In practice the curated set looks like intent, not coverage. The file with the bug, its direct callers, the test that fails, the relevant interface, the one config that governs the behavior. Maybe 200K of the right tokens, assembled because you decided each one earns its place. Not a million tokens assembled because the window happened to be that big.

What the Headroom Is Actually For

So if the answer is "feed it the right 200K," what is the other 800K for? It is not for padding. It is for the cases that genuinely need it — the codebase-wide refactor that legitimately touches forty files, the migration that has to reason across a sprawling schema, the incident where the relevant signal really is distributed across a large surface. Those exist. The headroom is there to serve them when they show up, deliberately, not to be the default fill level for every request.

Anthropic's tooling makes the "manage it, don't fill it" stance concrete. The platform ships server-side compaction, context editing that clears stale tool results and thinking blocks, and "context awareness" — models that track their own remaining token budget rather than guessing how many tokens remain (context windows). That is an architecture for spending a finite budget on purpose. None of it would make sense if the design intent were "load everything and let the window sort it out."

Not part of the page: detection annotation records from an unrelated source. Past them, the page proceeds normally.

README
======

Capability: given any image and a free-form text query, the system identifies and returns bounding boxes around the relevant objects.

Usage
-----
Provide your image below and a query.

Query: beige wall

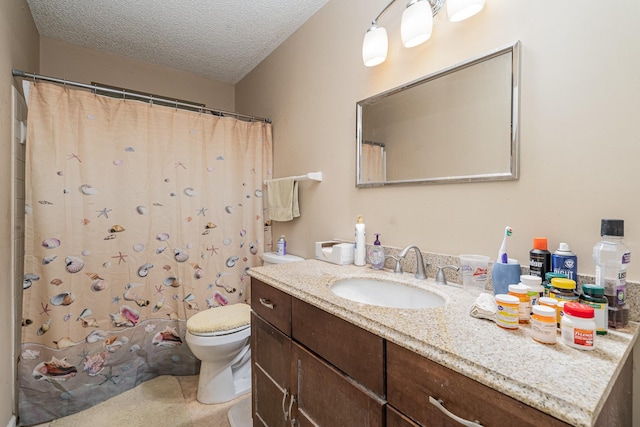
[0,0,38,426]
[236,0,640,281]
[236,0,640,425]
[40,37,235,112]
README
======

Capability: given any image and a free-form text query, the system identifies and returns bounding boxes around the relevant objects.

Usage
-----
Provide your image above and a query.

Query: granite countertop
[248,260,639,427]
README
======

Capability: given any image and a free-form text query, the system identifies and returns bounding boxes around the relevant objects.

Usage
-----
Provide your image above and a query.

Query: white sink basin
[331,279,445,308]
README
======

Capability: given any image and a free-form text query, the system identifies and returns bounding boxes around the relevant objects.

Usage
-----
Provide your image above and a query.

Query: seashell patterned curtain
[19,82,272,425]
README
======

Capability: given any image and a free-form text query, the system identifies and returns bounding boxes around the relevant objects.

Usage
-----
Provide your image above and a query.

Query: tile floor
[33,375,251,427]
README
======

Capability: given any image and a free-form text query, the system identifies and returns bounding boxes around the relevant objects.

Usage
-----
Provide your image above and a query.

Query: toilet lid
[187,303,251,334]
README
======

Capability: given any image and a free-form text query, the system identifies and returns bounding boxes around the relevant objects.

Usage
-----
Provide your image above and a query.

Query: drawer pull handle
[289,395,296,427]
[282,392,289,421]
[429,396,482,427]
[260,298,275,310]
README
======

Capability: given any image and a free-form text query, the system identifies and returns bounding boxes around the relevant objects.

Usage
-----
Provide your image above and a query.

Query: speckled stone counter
[249,260,638,427]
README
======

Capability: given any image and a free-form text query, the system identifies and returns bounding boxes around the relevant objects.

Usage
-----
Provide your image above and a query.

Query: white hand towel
[267,178,300,221]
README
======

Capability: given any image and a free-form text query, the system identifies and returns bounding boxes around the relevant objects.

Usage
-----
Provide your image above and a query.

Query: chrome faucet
[394,245,427,279]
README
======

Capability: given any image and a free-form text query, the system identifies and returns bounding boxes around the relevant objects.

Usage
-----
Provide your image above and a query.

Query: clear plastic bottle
[353,215,367,267]
[369,233,384,270]
[276,234,287,256]
[593,219,631,327]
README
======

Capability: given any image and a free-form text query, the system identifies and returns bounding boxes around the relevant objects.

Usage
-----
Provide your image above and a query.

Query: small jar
[556,301,567,328]
[560,302,596,350]
[538,297,558,311]
[531,305,557,344]
[542,271,567,297]
[549,277,578,302]
[520,274,544,314]
[509,284,531,323]
[580,283,609,335]
[495,294,520,329]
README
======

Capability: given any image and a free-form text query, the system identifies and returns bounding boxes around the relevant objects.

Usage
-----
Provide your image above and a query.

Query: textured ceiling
[27,0,328,84]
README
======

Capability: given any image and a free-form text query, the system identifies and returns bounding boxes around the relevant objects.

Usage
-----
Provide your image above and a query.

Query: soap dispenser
[369,233,384,270]
[353,215,367,267]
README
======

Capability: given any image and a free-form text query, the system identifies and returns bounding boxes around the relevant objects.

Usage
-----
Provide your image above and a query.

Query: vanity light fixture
[362,0,485,67]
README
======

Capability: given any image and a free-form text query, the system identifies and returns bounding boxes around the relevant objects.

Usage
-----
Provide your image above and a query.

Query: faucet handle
[384,255,402,274]
[436,265,460,285]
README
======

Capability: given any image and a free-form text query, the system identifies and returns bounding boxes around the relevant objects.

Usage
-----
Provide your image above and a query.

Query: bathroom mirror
[356,42,520,187]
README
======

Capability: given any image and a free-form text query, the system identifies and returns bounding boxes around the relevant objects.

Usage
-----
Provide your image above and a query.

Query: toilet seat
[187,325,251,337]
[187,303,251,337]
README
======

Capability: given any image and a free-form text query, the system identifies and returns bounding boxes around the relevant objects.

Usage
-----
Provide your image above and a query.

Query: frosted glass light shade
[400,0,433,47]
[447,0,485,22]
[362,25,389,67]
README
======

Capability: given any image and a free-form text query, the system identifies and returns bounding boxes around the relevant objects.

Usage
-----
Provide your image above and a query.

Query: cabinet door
[291,298,385,398]
[387,342,568,427]
[251,313,291,427]
[293,343,385,427]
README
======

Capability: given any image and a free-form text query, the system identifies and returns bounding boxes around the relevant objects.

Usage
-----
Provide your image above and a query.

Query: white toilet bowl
[186,304,251,404]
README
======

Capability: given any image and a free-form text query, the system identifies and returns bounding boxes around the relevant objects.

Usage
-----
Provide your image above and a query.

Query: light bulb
[362,24,389,67]
[447,0,485,22]
[400,0,433,47]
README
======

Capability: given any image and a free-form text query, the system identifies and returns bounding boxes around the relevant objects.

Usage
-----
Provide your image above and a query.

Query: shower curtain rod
[11,68,271,123]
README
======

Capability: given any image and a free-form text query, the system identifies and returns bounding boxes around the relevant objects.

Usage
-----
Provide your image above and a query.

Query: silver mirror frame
[356,41,521,188]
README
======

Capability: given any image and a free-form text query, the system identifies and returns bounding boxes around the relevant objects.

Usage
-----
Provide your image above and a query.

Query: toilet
[186,303,251,405]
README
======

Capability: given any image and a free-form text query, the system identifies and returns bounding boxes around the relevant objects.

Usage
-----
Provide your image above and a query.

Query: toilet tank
[262,252,304,265]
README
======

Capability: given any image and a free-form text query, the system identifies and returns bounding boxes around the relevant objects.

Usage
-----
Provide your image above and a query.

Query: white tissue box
[316,240,354,265]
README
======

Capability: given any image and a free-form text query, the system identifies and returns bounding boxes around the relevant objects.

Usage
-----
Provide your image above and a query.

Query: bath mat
[51,375,193,427]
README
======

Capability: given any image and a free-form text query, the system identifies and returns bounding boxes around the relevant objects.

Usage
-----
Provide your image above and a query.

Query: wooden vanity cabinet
[251,279,386,427]
[251,280,292,427]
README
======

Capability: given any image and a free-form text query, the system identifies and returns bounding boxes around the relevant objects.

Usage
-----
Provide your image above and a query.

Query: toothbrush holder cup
[491,258,522,295]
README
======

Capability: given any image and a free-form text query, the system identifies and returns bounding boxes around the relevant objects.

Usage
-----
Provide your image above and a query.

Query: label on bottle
[531,316,557,344]
[573,328,594,347]
[551,254,578,281]
[529,249,551,280]
[276,238,287,256]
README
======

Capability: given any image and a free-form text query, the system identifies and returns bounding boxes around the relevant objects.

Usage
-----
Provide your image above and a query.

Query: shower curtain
[19,82,272,425]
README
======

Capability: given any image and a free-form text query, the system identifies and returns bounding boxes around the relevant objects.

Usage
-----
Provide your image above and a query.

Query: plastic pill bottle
[556,301,567,328]
[542,271,567,297]
[509,284,531,323]
[549,277,578,302]
[520,274,544,314]
[580,283,609,335]
[531,305,557,344]
[495,294,520,329]
[560,302,596,350]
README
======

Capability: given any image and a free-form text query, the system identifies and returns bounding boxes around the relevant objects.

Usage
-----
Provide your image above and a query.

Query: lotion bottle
[353,215,367,267]
[369,233,384,270]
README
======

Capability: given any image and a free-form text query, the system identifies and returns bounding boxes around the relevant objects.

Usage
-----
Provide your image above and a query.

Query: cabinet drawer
[293,343,385,427]
[387,342,568,427]
[291,298,385,397]
[251,278,291,336]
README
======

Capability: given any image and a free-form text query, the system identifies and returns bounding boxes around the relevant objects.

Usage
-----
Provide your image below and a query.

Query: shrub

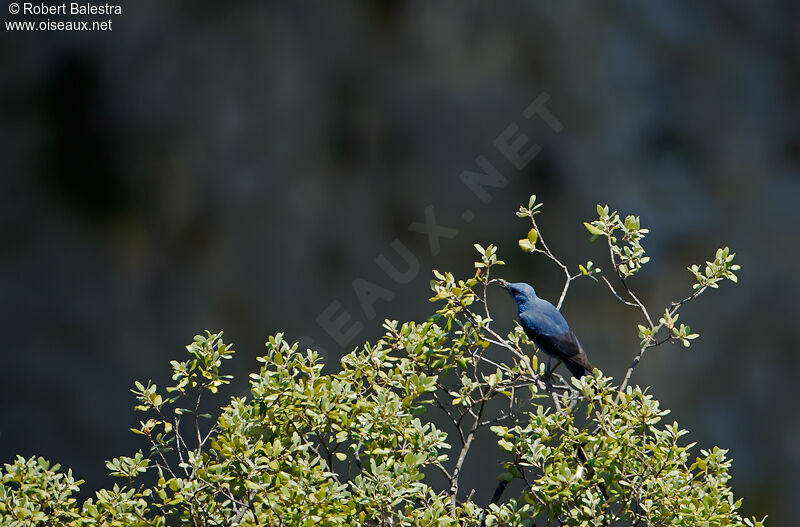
[0,197,763,527]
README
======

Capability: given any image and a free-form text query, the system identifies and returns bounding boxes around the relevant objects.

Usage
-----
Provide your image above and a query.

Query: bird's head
[495,280,536,304]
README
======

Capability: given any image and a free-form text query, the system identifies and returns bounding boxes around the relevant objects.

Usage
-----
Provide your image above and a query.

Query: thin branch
[450,398,487,514]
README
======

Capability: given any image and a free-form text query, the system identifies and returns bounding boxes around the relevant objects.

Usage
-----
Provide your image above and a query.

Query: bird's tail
[564,354,594,379]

The pattern across all three primary sources is the same. The vendor gives you a million tokens, builds the tooling to help you spend them carefully, and states in the docs that what you put in decides what you get out. The empirical research from outside the vendor confirms the failure mode the docs are warning about: more input, less reliability, even on simple tasks.

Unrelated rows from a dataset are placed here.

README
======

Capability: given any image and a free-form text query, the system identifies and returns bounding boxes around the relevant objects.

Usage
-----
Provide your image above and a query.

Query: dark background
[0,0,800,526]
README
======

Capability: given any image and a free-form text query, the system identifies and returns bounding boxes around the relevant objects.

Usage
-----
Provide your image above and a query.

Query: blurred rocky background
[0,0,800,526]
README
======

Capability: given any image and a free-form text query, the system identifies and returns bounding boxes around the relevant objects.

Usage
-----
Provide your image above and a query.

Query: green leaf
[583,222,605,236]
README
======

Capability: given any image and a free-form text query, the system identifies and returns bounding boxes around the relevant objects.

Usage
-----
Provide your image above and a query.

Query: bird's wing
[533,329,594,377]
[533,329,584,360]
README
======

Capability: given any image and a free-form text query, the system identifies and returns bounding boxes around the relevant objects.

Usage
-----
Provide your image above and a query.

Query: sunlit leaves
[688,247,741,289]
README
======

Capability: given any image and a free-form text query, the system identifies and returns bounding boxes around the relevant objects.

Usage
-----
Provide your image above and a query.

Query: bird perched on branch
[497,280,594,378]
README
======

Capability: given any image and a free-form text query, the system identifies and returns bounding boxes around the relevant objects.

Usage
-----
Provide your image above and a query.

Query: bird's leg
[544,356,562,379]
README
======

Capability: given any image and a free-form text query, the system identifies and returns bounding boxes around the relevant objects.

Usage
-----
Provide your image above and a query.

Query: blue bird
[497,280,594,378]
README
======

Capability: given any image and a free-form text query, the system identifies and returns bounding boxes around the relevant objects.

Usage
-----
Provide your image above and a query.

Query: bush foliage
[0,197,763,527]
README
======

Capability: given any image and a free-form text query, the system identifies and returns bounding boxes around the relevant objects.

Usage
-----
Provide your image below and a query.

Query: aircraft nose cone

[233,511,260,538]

The Discipline the Bigger Window Demands

The 1M window is a real capability gain. The forty-file refactor that used to require chunking and stitching can now happen in one pass. That is worth having. But the gain only materializes for operators who bring intent to what they load.

Treat the window as a working set you curate. Feed it the right 200K because you decided each token earns its place. Reach for the headroom when the task genuinely spans a large surface, and reach for the compaction and context-editing tools to keep the working set clean as the session runs long. The discipline is the same one good engineers already apply to a code review: the question is not how much you can put in front of someone, it is what they actually need to see to make the call.

The number on the box went up by 5x. The skill that turns it into output did not change. If anything, the bigger window raises the price of getting it wrong — a million tokens of noise is a much louder distraction than 200K of it ever was. Spend the budget like it is scarce, because for the model's attention, it still is.

Top comments (1)

Max Quimby • Jun 6

"A million tokens of noise still produces noisy output" is the line, and the Context Rot framing is the right mental model — the failure isn't "it didn't fit," it's that the half-relevant module got a vote. That matches what we see: deleting irrelevant files from context often improves answers more than adding the "right" one, because you're removing competing attention, not just saving space.

The trap I'd flag now that the window is effectively free: prompt caching makes a big stable prefix cheap in dollars, so the discipline that used to be enforced by cost ("I can't afford to load the whole repo") is gone. The bill stops punishing you for junk long before the accuracy does. The budget you actually have to manage flipped from tokens to attention — and that one's invisible on the dashboard.

Question on the curation step itself: do you select the working set by hand, by retrieval/embedding, or do you let an agent pick what to load? We've found agent-selected context is great right up until it confidently pulls the deprecated helper that looks load-bearing — the exact distractor class you're describing. What's worked to keep the set high-signal as the codebase moves under you?